Die Literatur blühte trotz allem auf der trauernden Insel, zunächst aus der Feder von Silvestre de Balboa Troya Quesada, der 1563 auf den Kanaren geboren wurde, aber 1640 auf Kuba starb. Es heißt, er sei der Autor des ersten vor Ort verfassten Werks, Espejo de paciencia, das auf einer wahren Begebenheit beruht: der Entführung eines Bischofs durch einen (französischen!) Freibeuter, der ein Lösegeld forderte. Im nächsten Jahrhundert, 1730, veröffentlichte der Havaneser Santiago Pita y Borroto (1694-1755) in Sevilla das Theaterstück Príncipe jardinero y fingido Cloridano, in dem es um den Verführungsversuch eines Prinzen ging, der sich als Gärtner ausgab, um seine Schöne besser erobern zu können.
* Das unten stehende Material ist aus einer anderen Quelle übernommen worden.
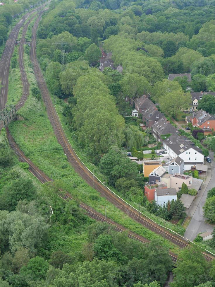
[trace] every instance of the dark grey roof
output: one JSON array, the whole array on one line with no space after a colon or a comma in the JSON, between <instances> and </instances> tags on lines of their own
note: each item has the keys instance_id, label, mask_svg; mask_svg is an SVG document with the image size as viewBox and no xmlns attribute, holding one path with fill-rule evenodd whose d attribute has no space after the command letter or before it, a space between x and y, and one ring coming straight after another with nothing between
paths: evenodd
<instances>
[{"instance_id":1,"label":"dark grey roof","mask_svg":"<svg viewBox=\"0 0 215 287\"><path fill-rule=\"evenodd\" d=\"M184 74L169 74L169 76L168 77L168 79L169 80L171 81L172 81L173 80L174 80L175 78L176 78L176 77L180 77L182 78L182 77L184 77L185 76L186 76L187 77L188 81L191 82L192 81L192 79L191 78L191 74L187 73L185 73Z\"/></svg>"},{"instance_id":2,"label":"dark grey roof","mask_svg":"<svg viewBox=\"0 0 215 287\"><path fill-rule=\"evenodd\" d=\"M156 188L156 193L158 196L164 195L176 195L177 192L174 188Z\"/></svg>"},{"instance_id":3,"label":"dark grey roof","mask_svg":"<svg viewBox=\"0 0 215 287\"><path fill-rule=\"evenodd\" d=\"M180 157L180 156L177 156L176 157L173 158L172 160L169 163L169 164L171 164L175 162L179 165L180 165L183 162L183 159Z\"/></svg>"},{"instance_id":4,"label":"dark grey roof","mask_svg":"<svg viewBox=\"0 0 215 287\"><path fill-rule=\"evenodd\" d=\"M202 151L201 148L195 146L194 143L186 137L178 136L176 134L170 136L164 142L177 155L180 154L191 148L199 152Z\"/></svg>"},{"instance_id":5,"label":"dark grey roof","mask_svg":"<svg viewBox=\"0 0 215 287\"><path fill-rule=\"evenodd\" d=\"M215 117L213 116L208 114L203 110L199 110L194 114L194 115L195 117L199 120L199 123L201 124L202 124L207 121L215 120Z\"/></svg>"},{"instance_id":6,"label":"dark grey roof","mask_svg":"<svg viewBox=\"0 0 215 287\"><path fill-rule=\"evenodd\" d=\"M163 117L153 124L152 127L154 129L160 134L174 134L178 131L177 129L171 124L165 117Z\"/></svg>"},{"instance_id":7,"label":"dark grey roof","mask_svg":"<svg viewBox=\"0 0 215 287\"><path fill-rule=\"evenodd\" d=\"M150 107L142 114L149 121L157 121L164 117L164 114L158 110L155 106Z\"/></svg>"},{"instance_id":8,"label":"dark grey roof","mask_svg":"<svg viewBox=\"0 0 215 287\"><path fill-rule=\"evenodd\" d=\"M212 95L213 96L215 96L215 93L214 92L204 92L202 93L200 92L199 93L190 93L192 97L192 102L195 99L196 99L198 101L201 100L200 98L202 98L205 95Z\"/></svg>"},{"instance_id":9,"label":"dark grey roof","mask_svg":"<svg viewBox=\"0 0 215 287\"><path fill-rule=\"evenodd\" d=\"M202 162L201 161L185 161L184 162L185 165L186 164L194 164L196 165L197 163L199 163L199 164L202 164Z\"/></svg>"}]
</instances>

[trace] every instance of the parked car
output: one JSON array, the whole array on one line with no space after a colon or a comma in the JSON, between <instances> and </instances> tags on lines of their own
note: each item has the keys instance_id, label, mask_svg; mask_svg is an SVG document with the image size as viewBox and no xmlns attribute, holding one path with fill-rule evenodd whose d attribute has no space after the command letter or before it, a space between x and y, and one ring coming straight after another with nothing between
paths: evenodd
<instances>
[{"instance_id":1,"label":"parked car","mask_svg":"<svg viewBox=\"0 0 215 287\"><path fill-rule=\"evenodd\" d=\"M207 156L206 158L206 160L208 163L211 163L211 158L209 158L209 156Z\"/></svg>"}]
</instances>

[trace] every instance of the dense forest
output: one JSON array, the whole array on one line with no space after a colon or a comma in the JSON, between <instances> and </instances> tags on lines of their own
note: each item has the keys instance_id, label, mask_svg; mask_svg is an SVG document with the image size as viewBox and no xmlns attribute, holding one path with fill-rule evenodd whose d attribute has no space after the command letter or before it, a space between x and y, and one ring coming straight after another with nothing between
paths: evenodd
<instances>
[{"instance_id":1,"label":"dense forest","mask_svg":"<svg viewBox=\"0 0 215 287\"><path fill-rule=\"evenodd\" d=\"M0 9L0 45L7 39L11 15L32 2ZM215 91L215 28L214 3L197 0L54 0L38 25L37 56L68 136L118 194L164 219L184 218L185 209L178 200L163 208L147 204L143 190L148 179L142 173L142 166L124 152L138 157L138 151L148 144L154 144L155 149L160 143L156 143L150 129L143 131L140 119L128 116L132 107L125 98L149 93L167 117L176 118L182 107L189 106L191 90ZM111 52L114 66L120 64L122 72L109 68L99 71L102 50ZM25 53L27 57L29 49ZM190 83L186 77L167 79L170 73L188 72ZM36 81L33 86L27 111L21 112L27 123L25 128L35 127L37 120L40 129L45 129L46 109ZM215 262L207 261L198 247L179 252L173 266L160 238L143 245L90 218L79 208L79 200L60 198L55 186L61 188L64 179L76 194L79 189L85 189L85 194L91 190L73 175L66 177L70 168L62 159L55 138L43 146L45 136L39 135L42 142L36 146L37 135L31 140L37 160L39 153L48 158L49 153L56 157L56 169L57 161L61 165L53 187L42 184L27 164L18 161L4 131L0 134L0 286L159 287L171 271L172 287L215 286ZM48 165L48 160L44 163L43 167ZM205 208L210 214L215 198L214 191L211 193ZM86 196L90 203L99 200L95 194ZM176 228L184 232L181 226ZM215 246L215 232L210 246Z\"/></svg>"}]
</instances>

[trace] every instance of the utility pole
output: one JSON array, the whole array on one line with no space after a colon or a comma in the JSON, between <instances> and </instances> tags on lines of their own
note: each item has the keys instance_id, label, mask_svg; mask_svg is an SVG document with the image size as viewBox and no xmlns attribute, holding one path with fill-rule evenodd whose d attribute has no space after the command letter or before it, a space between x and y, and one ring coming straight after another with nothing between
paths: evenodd
<instances>
[{"instance_id":1,"label":"utility pole","mask_svg":"<svg viewBox=\"0 0 215 287\"><path fill-rule=\"evenodd\" d=\"M140 202L139 202L139 217L138 218L138 222L140 223Z\"/></svg>"},{"instance_id":2,"label":"utility pole","mask_svg":"<svg viewBox=\"0 0 215 287\"><path fill-rule=\"evenodd\" d=\"M165 221L164 222L164 233L165 233Z\"/></svg>"},{"instance_id":3,"label":"utility pole","mask_svg":"<svg viewBox=\"0 0 215 287\"><path fill-rule=\"evenodd\" d=\"M92 172L93 172L93 189L94 189L95 184L94 184L94 171L93 170Z\"/></svg>"}]
</instances>

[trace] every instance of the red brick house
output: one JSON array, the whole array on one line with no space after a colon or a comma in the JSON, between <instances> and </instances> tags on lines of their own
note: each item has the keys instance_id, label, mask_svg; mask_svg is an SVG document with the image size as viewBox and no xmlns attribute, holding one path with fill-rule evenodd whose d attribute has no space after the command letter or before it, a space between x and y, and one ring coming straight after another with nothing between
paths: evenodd
<instances>
[{"instance_id":1,"label":"red brick house","mask_svg":"<svg viewBox=\"0 0 215 287\"><path fill-rule=\"evenodd\" d=\"M215 117L203 110L200 110L192 116L187 116L187 124L191 122L193 127L202 129L204 134L208 134L215 131Z\"/></svg>"}]
</instances>

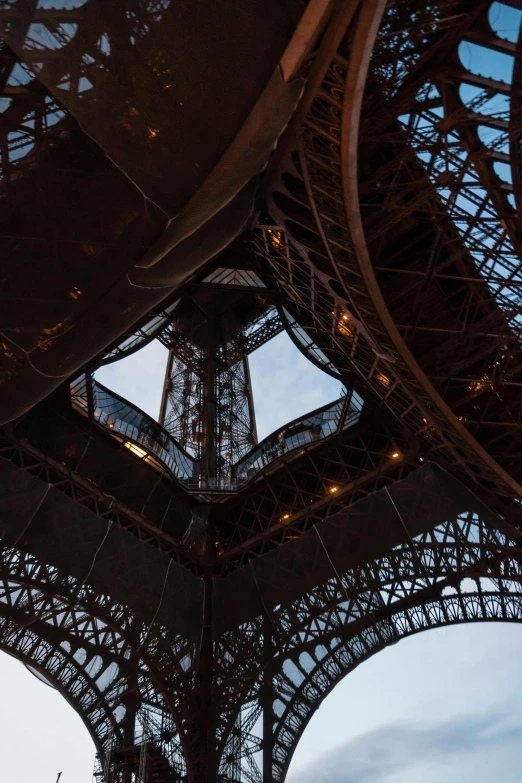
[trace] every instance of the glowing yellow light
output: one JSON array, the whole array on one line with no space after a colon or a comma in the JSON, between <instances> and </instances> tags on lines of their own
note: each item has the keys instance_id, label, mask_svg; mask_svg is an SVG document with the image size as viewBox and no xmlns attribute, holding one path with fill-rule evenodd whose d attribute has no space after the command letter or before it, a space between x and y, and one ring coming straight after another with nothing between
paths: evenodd
<instances>
[{"instance_id":1,"label":"glowing yellow light","mask_svg":"<svg viewBox=\"0 0 522 783\"><path fill-rule=\"evenodd\" d=\"M143 449L140 449L139 446L135 446L134 443L126 441L125 446L129 449L129 451L132 451L133 454L136 454L137 457L140 457L140 459L143 459L143 457L147 456L147 452L143 451Z\"/></svg>"},{"instance_id":2,"label":"glowing yellow light","mask_svg":"<svg viewBox=\"0 0 522 783\"><path fill-rule=\"evenodd\" d=\"M391 381L388 378L388 376L385 375L383 372L378 372L375 377L377 378L381 386L384 386L386 389L390 386Z\"/></svg>"}]
</instances>

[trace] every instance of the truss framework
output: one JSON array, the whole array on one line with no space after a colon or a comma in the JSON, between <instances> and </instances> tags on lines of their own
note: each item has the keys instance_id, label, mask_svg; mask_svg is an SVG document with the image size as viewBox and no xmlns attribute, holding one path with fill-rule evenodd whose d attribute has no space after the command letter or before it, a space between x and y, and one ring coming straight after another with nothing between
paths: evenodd
<instances>
[{"instance_id":1,"label":"truss framework","mask_svg":"<svg viewBox=\"0 0 522 783\"><path fill-rule=\"evenodd\" d=\"M17 22L16 5L0 8L2 25ZM518 0L509 6L522 10ZM365 399L356 426L282 454L233 497L187 494L194 512L187 545L16 431L4 433L0 467L8 477L16 466L42 497L63 496L92 513L93 525L106 523L78 577L53 559L79 560L65 532L56 553L42 554L39 509L13 533L11 485L2 479L0 646L82 715L99 748L100 780L282 783L315 709L359 662L427 628L522 619L522 52L492 28L490 9L490 0L332 6L303 63L304 94L264 179L250 244L270 271L277 308L210 353L172 327L175 308L160 308L103 359L162 332L171 350L165 424L203 457L206 489L226 482L231 463L255 441L246 356L283 326ZM17 182L30 182L47 144L60 147L75 132L35 74L43 69L44 82L52 77L67 89L73 114L89 103L82 79L92 76L92 87L113 76L103 65L103 31L93 25L82 33L81 8L29 10L18 19L23 62L5 45L0 52L6 198ZM167 11L166 0L135 3L126 34L148 34ZM56 54L82 34L65 73ZM462 42L512 58L511 83L467 68ZM165 86L161 58L148 64ZM141 134L140 123L131 117L129 127ZM142 249L162 223L138 212L129 233ZM121 226L113 233L100 246L128 239ZM7 237L13 247L18 239ZM97 247L83 243L82 253L96 255ZM263 289L255 272L236 272L221 266L195 285ZM81 302L81 288L69 281L67 288ZM57 323L36 349L11 341L3 350L18 351L20 363L44 352L71 325ZM210 433L218 442L209 446ZM439 485L430 490L438 474L428 461L450 469L493 511L447 479L455 503L436 516L434 498L446 494ZM405 487L417 498L413 507L404 505ZM160 558L154 562L165 570L146 619L135 596L116 600L116 590L90 584L114 529L138 543L138 559ZM198 536L202 548L192 546ZM178 603L169 592L178 577L201 597L188 620L181 592ZM178 604L173 620L168 610ZM195 631L181 630L182 620Z\"/></svg>"}]
</instances>

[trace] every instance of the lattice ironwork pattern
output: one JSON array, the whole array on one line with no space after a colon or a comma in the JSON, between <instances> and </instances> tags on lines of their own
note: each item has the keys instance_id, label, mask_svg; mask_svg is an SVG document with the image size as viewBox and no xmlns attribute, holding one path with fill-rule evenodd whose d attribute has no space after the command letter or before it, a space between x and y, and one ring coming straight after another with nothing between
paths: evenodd
<instances>
[{"instance_id":1,"label":"lattice ironwork pattern","mask_svg":"<svg viewBox=\"0 0 522 783\"><path fill-rule=\"evenodd\" d=\"M522 620L522 2L240 6L0 0L0 648L99 783L283 783L361 661ZM345 391L258 443L283 330ZM156 338L159 423L92 376Z\"/></svg>"}]
</instances>

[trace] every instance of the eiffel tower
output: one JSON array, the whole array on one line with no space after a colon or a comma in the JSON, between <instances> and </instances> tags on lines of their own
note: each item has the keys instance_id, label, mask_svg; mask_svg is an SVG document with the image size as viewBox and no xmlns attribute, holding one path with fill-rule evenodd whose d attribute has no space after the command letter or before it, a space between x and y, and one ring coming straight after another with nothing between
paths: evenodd
<instances>
[{"instance_id":1,"label":"eiffel tower","mask_svg":"<svg viewBox=\"0 0 522 783\"><path fill-rule=\"evenodd\" d=\"M0 648L100 783L282 783L361 661L522 620L493 6L0 0ZM259 442L282 331L346 392ZM159 421L94 377L155 339Z\"/></svg>"}]
</instances>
Diese ach so ritterliche Komödie vermittelte vor allem ein würziges Bild des königlichen Hofes, der jedoch nicht in einem bestimmten Gebiet angesiedelt war.
Mit der Gründung der Universität von Havanna im Jahr 1728 und dem Aufkommen von Zeitungen, in denen Dichter wie Manuel de Zequeira y Arango (1764-1846), der erste Direktor des Papel Periódico de La Habana und spätere Gouverneur von Neugranada, oder sein Freund Manuel Justo de Rubalcava, ein Soldat, der sich auch als Bildhauer betätigte, veröffentlichten, begann das intellektuelle Leben auf lokaler Ebene allmählich zu florieren. Zusammen mit einem weiteren Dichter - Manuel Maria Pérez y Ramírez, der mehrere Literaturzeitschriften gründete - bildeten sie ein Trio, das unter dem Spitznamen "los tres Manueles" bekannt wurde. Um dieses Jahrhundert abzuschließen und das neue zu beginnen, müssen wir schließlich zwei Männer erwähnen, die einen Weg ebnen sollten, den viele ihrer Kollegen in Zukunft leider beschreiten würden: das politische Exil. Der erste, der Priester Felix Varela (1788-1853), musste aufgrund seiner Ansichten und der Veröffentlichung eines Essays, in dem er sich für die Abschaffung der Sklaverei einsetzte, in aller Eile in die Vereinigten Staaten ausreisen. Der zweite, José María Heredia y Campuzano (1803-1839), musste ebenfalls überstürzt nach New York reisen, da er in die sogenannte Affäre "de los soles de Bolívar" verwickelt war, eine geheime Verschwörung zur Befreiung der Insel von den spanischen Kolonialherren. Seine ersten Verse - Vorboten seines späteren Erfolgs Himno del desterrado (Hymne des Verbannten) - veröffentlichte er in der amerikanischen Metropole, von wo aus er einen umfangreichen Briefwechsel mit Domingo del Monte, einem prominenten Literaturkritiker seiner Zeit und weitschweifigen Briefschreiber, führte.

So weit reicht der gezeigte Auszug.